Social media, if you go on social media today you can see how the youth is connecting so strongly with it. They all want to make a difference because it's their future that they are looking at. And the government legislators, I think, are also now realizing how important recycling is playing a central role within the circular economies. Until recycling is done, the whole circularity cannot take place. So everybody is making a big difference. I mean, I don't know how you feel that. How does global recycling sit within your field of specialization?


It's just going to get bigger and bigger, isn't it? I mean, to start something like this is a fantastic achievement. And to have got it to where you've got it to in six years is incredible. But who knows, in ten years it's going to be even bigger and more powerful. And as you say, you need to have the pressure on governments from society in order to facilitate change and taking just a sort of parochial view in terms of asbestos.

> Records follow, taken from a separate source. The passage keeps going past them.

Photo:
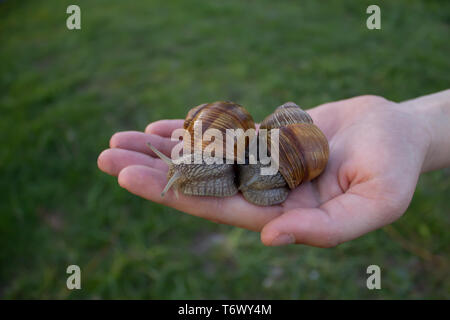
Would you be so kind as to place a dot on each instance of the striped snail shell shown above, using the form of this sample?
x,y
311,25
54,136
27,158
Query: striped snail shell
x,y
303,155
207,178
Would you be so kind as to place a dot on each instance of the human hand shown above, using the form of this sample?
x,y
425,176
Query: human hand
x,y
377,152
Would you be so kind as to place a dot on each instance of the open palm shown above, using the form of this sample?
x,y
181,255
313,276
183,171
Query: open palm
x,y
376,157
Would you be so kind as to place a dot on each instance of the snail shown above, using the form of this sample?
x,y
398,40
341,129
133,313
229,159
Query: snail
x,y
303,155
207,178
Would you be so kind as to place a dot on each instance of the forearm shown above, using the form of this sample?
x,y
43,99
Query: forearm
x,y
434,112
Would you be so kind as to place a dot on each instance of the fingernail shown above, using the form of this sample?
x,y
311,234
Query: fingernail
x,y
283,239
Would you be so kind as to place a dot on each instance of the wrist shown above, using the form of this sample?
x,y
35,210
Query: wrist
x,y
431,113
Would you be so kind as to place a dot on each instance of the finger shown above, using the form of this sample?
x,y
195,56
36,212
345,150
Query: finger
x,y
341,219
164,128
149,183
112,161
137,141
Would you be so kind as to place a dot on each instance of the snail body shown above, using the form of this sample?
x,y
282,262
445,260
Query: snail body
x,y
210,177
303,156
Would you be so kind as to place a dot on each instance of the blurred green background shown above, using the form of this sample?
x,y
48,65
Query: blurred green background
x,y
64,93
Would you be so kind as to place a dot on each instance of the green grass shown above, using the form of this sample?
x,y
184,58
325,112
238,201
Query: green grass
x,y
64,93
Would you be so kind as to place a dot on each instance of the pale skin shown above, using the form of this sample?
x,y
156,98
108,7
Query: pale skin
x,y
378,149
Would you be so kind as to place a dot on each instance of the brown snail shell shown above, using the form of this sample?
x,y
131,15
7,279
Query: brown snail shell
x,y
220,115
203,179
303,155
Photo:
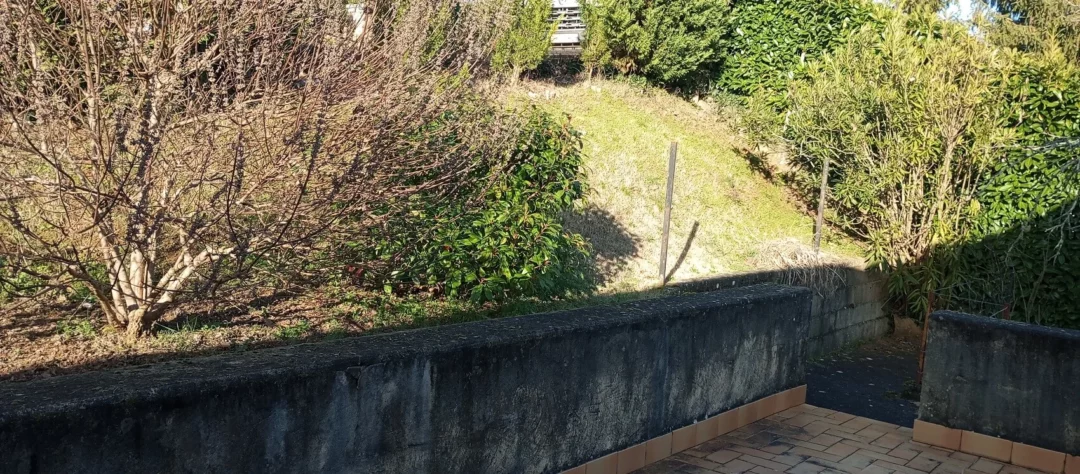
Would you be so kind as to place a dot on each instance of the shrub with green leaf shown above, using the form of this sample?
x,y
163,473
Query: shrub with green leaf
x,y
508,239
769,42
669,41
524,45
1024,249
909,119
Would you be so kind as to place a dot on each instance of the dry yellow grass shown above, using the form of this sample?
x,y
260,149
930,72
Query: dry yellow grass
x,y
725,214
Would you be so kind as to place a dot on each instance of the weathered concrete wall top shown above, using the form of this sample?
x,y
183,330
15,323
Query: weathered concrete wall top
x,y
848,306
1007,379
529,394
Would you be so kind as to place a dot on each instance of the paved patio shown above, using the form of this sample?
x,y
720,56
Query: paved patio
x,y
809,439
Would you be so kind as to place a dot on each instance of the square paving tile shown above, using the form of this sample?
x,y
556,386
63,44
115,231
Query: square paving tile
x,y
808,439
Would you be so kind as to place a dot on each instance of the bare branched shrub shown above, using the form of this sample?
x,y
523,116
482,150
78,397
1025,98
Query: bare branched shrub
x,y
160,150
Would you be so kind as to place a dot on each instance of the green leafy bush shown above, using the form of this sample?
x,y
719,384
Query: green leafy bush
x,y
1024,249
909,120
503,235
669,41
524,45
769,42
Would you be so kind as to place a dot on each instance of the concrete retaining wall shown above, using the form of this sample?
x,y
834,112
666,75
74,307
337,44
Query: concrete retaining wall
x,y
848,310
530,394
1016,381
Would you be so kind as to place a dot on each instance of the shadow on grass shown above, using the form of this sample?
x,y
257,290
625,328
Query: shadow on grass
x,y
612,245
682,256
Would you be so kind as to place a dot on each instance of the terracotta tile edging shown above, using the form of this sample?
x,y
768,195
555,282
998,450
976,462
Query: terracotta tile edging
x,y
996,448
936,435
691,435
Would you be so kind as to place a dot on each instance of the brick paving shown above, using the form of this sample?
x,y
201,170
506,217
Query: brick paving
x,y
809,439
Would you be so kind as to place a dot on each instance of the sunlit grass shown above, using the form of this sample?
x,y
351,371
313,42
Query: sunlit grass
x,y
628,133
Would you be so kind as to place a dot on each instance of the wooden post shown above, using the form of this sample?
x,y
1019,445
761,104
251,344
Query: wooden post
x,y
926,330
821,207
667,212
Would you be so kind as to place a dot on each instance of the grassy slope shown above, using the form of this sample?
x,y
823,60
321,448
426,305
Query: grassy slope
x,y
628,132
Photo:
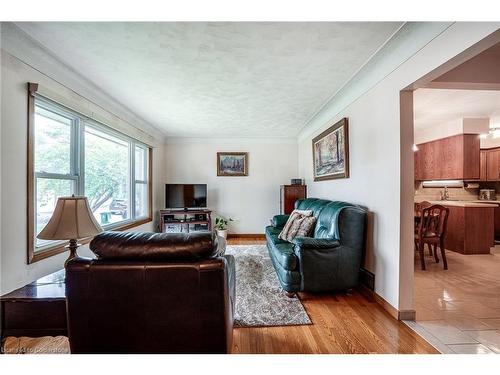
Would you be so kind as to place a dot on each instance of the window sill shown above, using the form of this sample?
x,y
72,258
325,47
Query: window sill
x,y
61,248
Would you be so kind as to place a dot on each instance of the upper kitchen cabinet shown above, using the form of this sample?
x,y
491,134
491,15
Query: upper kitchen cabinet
x,y
451,158
483,170
492,164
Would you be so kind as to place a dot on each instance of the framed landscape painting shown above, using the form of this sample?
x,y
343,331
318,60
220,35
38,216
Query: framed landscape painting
x,y
232,164
331,152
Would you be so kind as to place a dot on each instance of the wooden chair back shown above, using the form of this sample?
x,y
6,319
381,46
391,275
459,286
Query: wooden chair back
x,y
433,221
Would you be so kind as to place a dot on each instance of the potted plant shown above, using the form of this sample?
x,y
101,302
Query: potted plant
x,y
221,225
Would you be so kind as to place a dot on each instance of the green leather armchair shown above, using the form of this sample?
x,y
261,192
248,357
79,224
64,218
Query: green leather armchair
x,y
329,260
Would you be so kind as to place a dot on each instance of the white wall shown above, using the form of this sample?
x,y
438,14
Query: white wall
x,y
251,200
376,167
15,271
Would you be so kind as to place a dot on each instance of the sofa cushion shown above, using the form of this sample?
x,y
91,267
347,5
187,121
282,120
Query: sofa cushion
x,y
155,246
285,255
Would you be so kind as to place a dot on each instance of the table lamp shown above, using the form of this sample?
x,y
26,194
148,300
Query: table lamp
x,y
72,219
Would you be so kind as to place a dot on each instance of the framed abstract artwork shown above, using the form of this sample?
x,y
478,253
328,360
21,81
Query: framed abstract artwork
x,y
331,152
232,164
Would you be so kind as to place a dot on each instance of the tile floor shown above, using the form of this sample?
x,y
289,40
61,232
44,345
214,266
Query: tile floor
x,y
458,310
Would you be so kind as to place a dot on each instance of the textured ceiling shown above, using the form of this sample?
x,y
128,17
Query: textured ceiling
x,y
434,107
217,79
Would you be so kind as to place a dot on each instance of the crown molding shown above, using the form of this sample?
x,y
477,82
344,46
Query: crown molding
x,y
29,51
403,44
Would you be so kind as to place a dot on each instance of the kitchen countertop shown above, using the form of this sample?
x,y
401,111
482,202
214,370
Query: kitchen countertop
x,y
475,203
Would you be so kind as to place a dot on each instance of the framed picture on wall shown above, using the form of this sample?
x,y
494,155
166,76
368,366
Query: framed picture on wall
x,y
331,152
232,164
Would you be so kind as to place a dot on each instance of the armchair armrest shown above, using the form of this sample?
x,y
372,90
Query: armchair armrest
x,y
279,221
315,243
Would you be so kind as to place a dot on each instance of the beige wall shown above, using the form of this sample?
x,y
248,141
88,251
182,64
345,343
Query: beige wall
x,y
14,272
251,200
380,179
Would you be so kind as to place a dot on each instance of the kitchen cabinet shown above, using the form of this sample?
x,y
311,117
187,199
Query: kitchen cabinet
x,y
452,158
482,165
470,230
497,223
493,165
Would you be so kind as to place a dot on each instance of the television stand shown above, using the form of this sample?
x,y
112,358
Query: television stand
x,y
183,219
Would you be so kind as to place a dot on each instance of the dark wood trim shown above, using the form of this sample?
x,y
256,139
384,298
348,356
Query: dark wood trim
x,y
258,236
367,278
33,256
31,90
219,173
345,123
150,182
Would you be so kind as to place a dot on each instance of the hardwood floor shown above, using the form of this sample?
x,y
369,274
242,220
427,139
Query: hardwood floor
x,y
342,323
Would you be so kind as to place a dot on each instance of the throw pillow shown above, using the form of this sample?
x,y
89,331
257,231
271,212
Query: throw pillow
x,y
299,223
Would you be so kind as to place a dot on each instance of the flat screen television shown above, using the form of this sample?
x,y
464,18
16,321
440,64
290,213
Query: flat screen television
x,y
185,196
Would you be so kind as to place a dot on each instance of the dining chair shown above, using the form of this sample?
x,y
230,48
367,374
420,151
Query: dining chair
x,y
431,230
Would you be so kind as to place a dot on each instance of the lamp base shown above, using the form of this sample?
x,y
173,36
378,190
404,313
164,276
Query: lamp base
x,y
73,245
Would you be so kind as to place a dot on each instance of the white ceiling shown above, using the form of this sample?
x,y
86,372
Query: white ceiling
x,y
217,79
436,107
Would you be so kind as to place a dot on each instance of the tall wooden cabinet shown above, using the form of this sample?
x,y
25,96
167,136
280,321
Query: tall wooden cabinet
x,y
288,195
451,158
493,164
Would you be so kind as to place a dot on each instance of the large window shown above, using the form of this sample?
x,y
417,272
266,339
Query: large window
x,y
74,155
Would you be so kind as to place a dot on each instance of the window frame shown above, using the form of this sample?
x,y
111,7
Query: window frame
x,y
77,172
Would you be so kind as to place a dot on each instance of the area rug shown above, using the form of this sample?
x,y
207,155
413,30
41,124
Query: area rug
x,y
260,301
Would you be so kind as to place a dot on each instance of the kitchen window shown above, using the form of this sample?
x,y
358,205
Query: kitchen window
x,y
72,154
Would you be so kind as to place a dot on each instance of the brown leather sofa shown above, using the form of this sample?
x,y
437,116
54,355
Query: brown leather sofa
x,y
151,293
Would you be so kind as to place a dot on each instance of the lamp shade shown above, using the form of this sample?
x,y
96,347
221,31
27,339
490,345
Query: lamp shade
x,y
72,219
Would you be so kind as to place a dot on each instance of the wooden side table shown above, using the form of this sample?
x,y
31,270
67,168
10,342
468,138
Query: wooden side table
x,y
37,309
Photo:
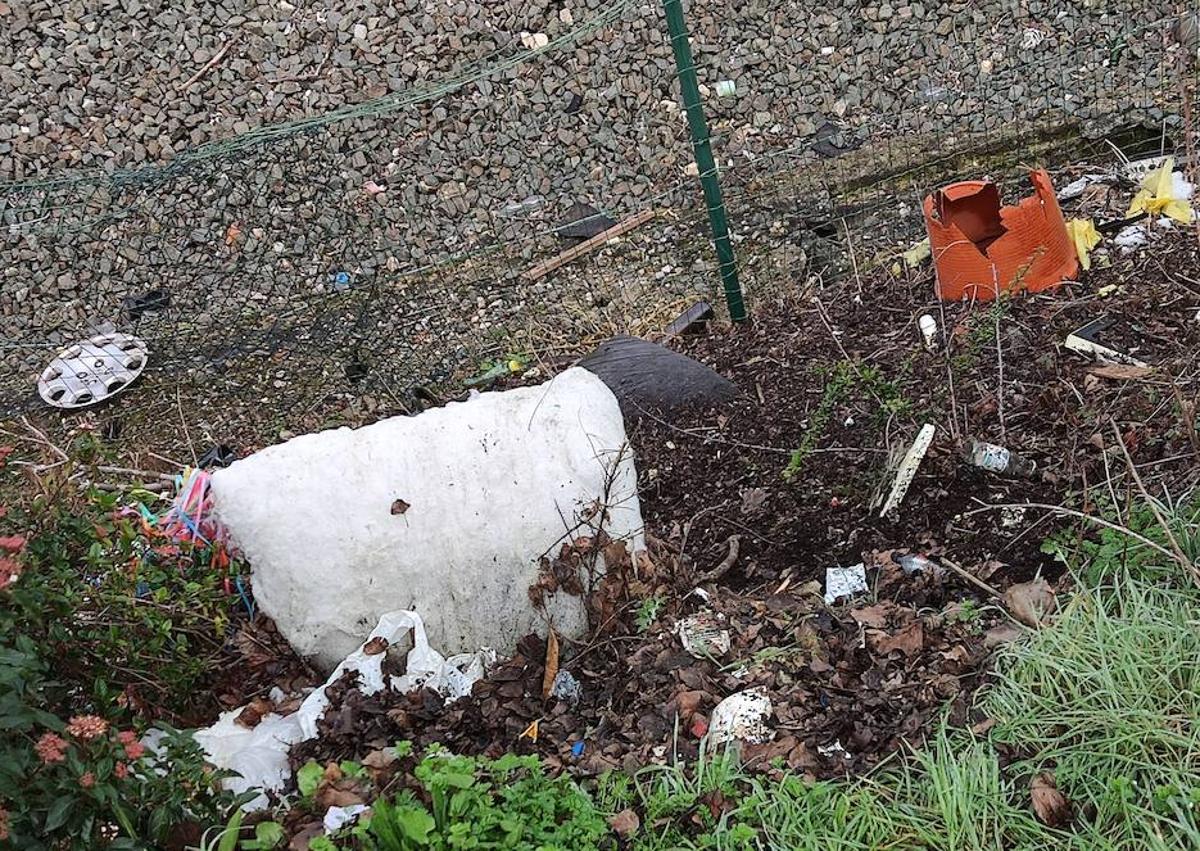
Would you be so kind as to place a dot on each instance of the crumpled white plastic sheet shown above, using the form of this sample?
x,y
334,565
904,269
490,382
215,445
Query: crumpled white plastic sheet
x,y
258,756
742,717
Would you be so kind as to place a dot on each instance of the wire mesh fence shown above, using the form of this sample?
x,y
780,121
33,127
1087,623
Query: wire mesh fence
x,y
339,267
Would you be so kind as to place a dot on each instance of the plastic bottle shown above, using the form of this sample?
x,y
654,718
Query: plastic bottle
x,y
999,460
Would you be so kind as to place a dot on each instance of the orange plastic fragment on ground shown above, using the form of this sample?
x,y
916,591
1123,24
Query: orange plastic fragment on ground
x,y
982,249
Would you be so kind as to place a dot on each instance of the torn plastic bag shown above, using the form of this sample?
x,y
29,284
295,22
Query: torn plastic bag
x,y
258,756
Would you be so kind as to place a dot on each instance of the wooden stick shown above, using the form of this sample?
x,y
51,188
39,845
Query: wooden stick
x,y
1185,562
588,246
972,579
208,66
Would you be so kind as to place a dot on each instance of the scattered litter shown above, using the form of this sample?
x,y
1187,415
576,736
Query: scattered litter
x,y
1032,37
137,305
831,141
1165,192
705,635
93,371
834,749
567,687
1031,603
996,459
928,325
742,718
982,250
1084,237
216,456
691,321
1011,516
915,563
534,41
907,468
845,582
917,255
588,245
583,221
1131,238
522,208
336,817
257,756
649,378
1084,341
192,516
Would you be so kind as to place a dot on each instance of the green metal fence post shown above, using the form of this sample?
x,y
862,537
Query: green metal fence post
x,y
703,151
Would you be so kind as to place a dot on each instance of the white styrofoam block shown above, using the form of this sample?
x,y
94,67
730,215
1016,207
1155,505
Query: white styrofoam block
x,y
490,485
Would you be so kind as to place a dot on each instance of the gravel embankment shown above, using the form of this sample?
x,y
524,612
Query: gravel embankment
x,y
250,244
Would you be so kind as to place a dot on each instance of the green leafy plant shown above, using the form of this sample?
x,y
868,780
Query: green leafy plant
x,y
840,383
103,627
648,612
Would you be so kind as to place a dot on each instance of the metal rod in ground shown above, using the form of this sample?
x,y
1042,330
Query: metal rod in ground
x,y
703,151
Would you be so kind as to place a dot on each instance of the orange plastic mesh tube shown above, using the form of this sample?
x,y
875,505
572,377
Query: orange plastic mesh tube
x,y
982,249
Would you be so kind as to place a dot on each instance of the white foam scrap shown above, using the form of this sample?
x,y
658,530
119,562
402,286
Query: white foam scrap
x,y
743,718
258,756
845,582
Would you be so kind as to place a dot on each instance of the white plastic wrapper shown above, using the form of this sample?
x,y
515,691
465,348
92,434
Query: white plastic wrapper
x,y
258,755
742,718
445,513
845,582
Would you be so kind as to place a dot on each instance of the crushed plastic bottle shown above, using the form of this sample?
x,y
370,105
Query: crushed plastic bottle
x,y
999,460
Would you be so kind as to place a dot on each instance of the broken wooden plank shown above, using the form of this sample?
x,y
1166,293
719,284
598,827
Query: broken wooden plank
x,y
587,246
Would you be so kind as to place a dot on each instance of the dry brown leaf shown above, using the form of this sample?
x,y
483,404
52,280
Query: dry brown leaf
x,y
1049,804
909,640
688,702
1120,372
874,616
309,832
625,823
341,793
253,712
547,681
1030,603
983,726
1002,635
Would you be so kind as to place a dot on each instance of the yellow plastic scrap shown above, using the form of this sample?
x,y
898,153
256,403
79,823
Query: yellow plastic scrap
x,y
1159,195
917,253
912,258
1085,237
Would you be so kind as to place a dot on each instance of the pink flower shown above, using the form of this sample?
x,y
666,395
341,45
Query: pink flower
x,y
49,748
87,726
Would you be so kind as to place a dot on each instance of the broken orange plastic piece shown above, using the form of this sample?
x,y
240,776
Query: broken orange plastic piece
x,y
982,250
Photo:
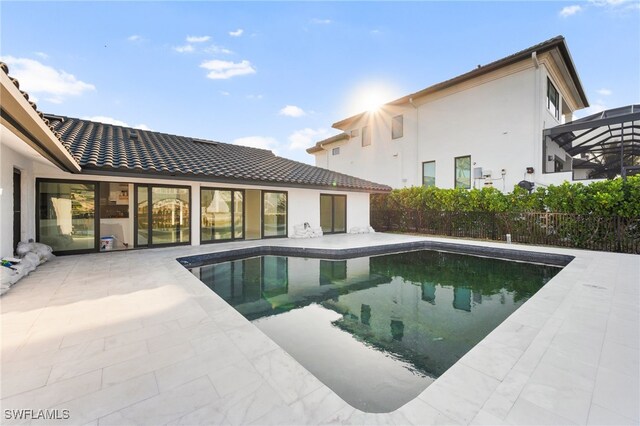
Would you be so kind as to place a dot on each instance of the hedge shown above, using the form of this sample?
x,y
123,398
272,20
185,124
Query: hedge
x,y
607,198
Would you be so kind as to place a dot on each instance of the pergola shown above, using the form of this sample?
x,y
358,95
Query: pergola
x,y
607,143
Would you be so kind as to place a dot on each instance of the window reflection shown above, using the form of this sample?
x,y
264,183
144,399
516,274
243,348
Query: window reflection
x,y
66,220
274,214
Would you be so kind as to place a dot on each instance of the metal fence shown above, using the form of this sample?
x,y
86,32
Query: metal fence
x,y
616,234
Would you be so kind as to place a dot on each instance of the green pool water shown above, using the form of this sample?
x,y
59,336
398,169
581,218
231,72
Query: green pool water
x,y
377,330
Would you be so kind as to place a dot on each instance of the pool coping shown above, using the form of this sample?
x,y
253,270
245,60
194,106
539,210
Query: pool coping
x,y
554,259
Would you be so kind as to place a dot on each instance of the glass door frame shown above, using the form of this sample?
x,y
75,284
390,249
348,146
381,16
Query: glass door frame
x,y
96,213
333,213
233,212
286,220
150,187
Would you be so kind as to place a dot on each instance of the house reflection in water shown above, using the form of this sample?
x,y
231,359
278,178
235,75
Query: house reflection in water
x,y
388,302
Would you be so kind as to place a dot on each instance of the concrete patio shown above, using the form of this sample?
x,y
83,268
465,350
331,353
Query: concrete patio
x,y
134,338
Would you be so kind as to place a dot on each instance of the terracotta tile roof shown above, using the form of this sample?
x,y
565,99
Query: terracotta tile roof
x,y
5,68
117,149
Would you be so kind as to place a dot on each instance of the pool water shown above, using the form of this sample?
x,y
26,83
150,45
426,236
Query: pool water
x,y
379,329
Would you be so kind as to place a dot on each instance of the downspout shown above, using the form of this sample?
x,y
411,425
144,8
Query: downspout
x,y
419,172
537,125
326,153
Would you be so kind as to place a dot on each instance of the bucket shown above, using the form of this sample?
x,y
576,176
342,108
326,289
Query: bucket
x,y
106,243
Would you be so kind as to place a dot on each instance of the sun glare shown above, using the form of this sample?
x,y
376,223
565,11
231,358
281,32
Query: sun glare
x,y
370,97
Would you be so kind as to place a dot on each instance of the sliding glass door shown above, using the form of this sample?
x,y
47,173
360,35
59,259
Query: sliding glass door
x,y
333,213
67,218
274,214
221,214
162,215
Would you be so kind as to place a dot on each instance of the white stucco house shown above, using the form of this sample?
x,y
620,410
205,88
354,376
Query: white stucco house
x,y
482,128
82,186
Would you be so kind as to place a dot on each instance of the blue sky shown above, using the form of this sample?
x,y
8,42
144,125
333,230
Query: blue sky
x,y
277,75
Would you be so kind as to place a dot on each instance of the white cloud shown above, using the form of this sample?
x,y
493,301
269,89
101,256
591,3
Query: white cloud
x,y
263,142
617,5
187,48
292,111
217,49
198,39
222,70
570,10
303,139
610,3
36,77
114,122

If you look in the UK, the occupier and landlord of the most buildings with asbestos problems is the public sector. It's in schools and hospitals and sheds. And really the government can play a huge part in what we're doing by actually setting an example to everybody else as to what should be done with asbestos and about asbestos. And your day, your Global Recycling Day, gives a platform for these sort of discussions to take place. And again, I thank you for initiating. I salute you for doing that.


So, Graham, thank you very much for taking time to talk to us on Global Recycling Day, a great day for all of us, and continue to be a great day, because one day I'm hoping it'll be a day recognized by United Nations and it'll be a UN Global Recycling Day.

It's so important we need to connect all the global streams together. So thank you very much, Graham. Grateful for your time.